To those who are departed from my family and close community, whether I knew you poorly or knew you well, may you rest in peace.

  1. Deep stuff. It’s interesting how these things bring out all sorts of feelings, and each new instance rips at old wounds we thought were healing. I don’t know what to say, really, except that you’ll be in my thoughts and prayers and that I hope you find comfort and strength to take you through the worst of it. Thanks for sharing the link about your teacher. For me, the loss of innocence came in 4th grade, too. My friend’s mom was brutally murdered. These things don’t make sense, but they do become part of who we are.
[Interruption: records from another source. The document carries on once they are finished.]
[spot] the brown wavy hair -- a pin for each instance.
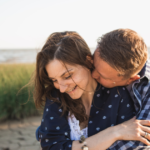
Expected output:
(70, 48)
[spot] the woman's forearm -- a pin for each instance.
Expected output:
(99, 141)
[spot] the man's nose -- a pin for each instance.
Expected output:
(62, 88)
(95, 74)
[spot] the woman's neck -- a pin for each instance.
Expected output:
(87, 96)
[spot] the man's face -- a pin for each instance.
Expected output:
(105, 74)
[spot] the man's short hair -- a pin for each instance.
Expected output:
(124, 50)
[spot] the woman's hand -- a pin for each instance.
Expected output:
(134, 130)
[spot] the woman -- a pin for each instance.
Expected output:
(75, 104)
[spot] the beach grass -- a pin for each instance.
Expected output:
(15, 104)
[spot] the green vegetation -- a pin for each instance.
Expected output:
(14, 104)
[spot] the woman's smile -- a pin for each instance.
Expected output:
(72, 90)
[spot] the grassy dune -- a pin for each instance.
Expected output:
(12, 78)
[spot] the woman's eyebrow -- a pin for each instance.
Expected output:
(66, 72)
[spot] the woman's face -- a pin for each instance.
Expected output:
(71, 79)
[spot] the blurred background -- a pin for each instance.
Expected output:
(25, 26)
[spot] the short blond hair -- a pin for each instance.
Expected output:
(124, 50)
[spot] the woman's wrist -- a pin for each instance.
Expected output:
(116, 132)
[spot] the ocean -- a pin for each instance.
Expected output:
(23, 55)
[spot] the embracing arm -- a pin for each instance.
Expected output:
(141, 129)
(55, 132)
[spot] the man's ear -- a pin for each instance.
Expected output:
(89, 58)
(132, 79)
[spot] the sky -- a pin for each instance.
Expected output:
(28, 23)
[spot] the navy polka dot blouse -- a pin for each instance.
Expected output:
(109, 107)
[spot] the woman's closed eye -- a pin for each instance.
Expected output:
(64, 77)
(68, 77)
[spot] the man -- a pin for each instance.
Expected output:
(121, 60)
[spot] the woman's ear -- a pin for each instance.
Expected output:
(89, 58)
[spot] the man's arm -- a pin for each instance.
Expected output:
(143, 115)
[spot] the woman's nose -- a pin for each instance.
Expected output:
(62, 88)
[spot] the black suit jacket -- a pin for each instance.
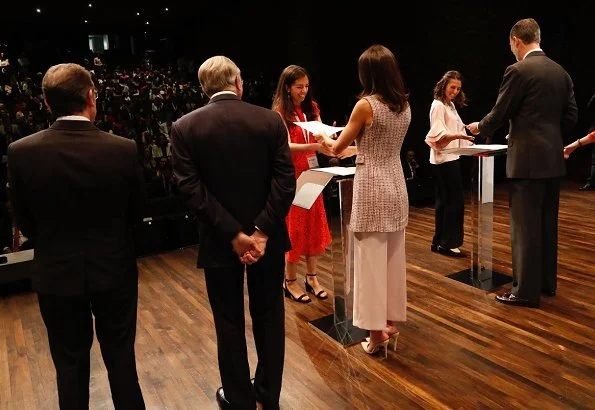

    Nikki    Dec 17, 07:03 PM    #
  2. hugs from a farm


    L    Dec 20, 01:09 AM    #
  3. Dear Liz:

    I was feeling utter loss and a vaccum that I just do not know how to deal with. I get depressed a lot. Swaroop’s untimely death is tragic and I was at a loss on how to handle the situation and to channel my emotions. Your writing is real straight forward, honest and realistic. Thank you very much for putting your thoughts and feelings into words. Reading the same has made me feel closer to Swaroop and yes, agree with you. I offer my prayers for his soul to rest in peace and pray also that the family will find a way to cope with this unfortunate situation. Hope u will overcome all things and shine in ur life. From a fellow human strager.